As someone working on value learning, I would like to emphasize that for what I see as realistic approaches, human values are not learned or stored as a big utility function over a single model of the world, instead they’re learned entangled with information about the world, and ways of thinking about the world, and weighing them against each other is a large part of the challenge.
So in large part I agree with you, and I totally agree that an AI will learn about my values faster and better by using different ways of understanding different values.
That said, I think your introduction is pretty bad, and you overrate human programmers.
First, introduction. You worry that an AI using a utility function will be bad because it won’t represent a fundamental difference between preference and religious taboo.

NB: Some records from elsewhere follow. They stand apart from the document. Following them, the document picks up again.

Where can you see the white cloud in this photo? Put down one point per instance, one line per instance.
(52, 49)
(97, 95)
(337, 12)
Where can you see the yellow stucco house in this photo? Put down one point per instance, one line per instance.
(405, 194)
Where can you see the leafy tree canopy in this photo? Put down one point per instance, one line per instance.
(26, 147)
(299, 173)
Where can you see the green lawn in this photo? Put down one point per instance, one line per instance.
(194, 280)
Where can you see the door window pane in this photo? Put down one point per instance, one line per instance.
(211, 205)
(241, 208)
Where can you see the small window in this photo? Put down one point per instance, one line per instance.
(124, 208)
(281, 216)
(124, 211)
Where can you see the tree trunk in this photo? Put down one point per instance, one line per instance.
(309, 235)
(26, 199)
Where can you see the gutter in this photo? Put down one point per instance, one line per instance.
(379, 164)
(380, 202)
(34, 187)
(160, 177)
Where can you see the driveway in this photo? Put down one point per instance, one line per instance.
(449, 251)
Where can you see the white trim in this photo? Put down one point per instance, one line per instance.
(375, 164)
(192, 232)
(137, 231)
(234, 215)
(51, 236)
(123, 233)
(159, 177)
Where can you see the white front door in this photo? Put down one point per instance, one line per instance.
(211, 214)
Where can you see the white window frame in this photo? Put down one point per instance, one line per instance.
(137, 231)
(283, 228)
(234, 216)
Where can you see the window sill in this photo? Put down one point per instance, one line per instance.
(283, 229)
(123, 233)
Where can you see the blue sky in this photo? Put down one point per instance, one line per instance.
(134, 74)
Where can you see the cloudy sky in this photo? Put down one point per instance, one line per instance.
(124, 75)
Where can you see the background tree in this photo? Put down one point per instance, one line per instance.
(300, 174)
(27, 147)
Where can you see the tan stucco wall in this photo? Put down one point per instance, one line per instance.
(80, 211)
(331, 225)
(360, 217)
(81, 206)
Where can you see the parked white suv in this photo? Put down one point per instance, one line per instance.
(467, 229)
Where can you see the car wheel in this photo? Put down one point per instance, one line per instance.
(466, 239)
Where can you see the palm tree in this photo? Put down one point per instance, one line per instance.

To the reader, it sounds like either you’re misunderstanding utility functions, and think that a utility function can’t represent the behavioral consequences of this difference, or you’re saying that it’s important to you that the AI has a little metadata flag saying “religious taboo” inside of it even if there is no behavioral consequence.
Maybe both of these “bad impressions” are somewhat accurate. But you eventually get around to learning and generalization, where I think the actual benefit is, so that’s good :)
Second, your picture of how we get humans’ psychology knowledge into the AI is off. You seem to be picturing the programmers studying all these different ways of interpreting human behavior in terms of values and then designing, by hand, representations that the AI can use to learn those sorts of human values. This radically overestimates human programmers. You correctly point out that value learning is hard, and that if the AI learns the representations itself it’s hard to tell if it’s really capturing what we think is important, but this problem doesn’t go away if it’s humans doing the work!
Just to clarify: I agree that there would be no point in an AI flagging different value types with a little metadata flag saying ‘religious taboo’ vs ‘food preference’ unless that metadata was computationally relevant to the kinds of learning, inference, generalization, and decision-making that the AI did. But my larger point was that humans treat these value types very differently in terms of decision-making (especially in social contexts), so true AI alignment would require that AI systems do too.
I wasn’t picturing human programmers designing value representations by hand for each value type. I don’t know how to take seriously the heterogeneity of value types when developing AI systems. I was just making an argument that we need to solve that problem somehow, if we actually want the AI to act in accordance with the way that humans treat different types of values differently.....
As someone working on value learning, I would like to emphasize that for what I see as realistic approaches, human values are not learned or stored as a big utility function over a single model of the world, instead they’re learned entangled with information about the world, and ways of thinking about the world, and weighing them against each other is a large part of the challenge.
So in large part I agree with you, and I totally agree that an AI will learn about my values faster and better by using different ways of understanding different values.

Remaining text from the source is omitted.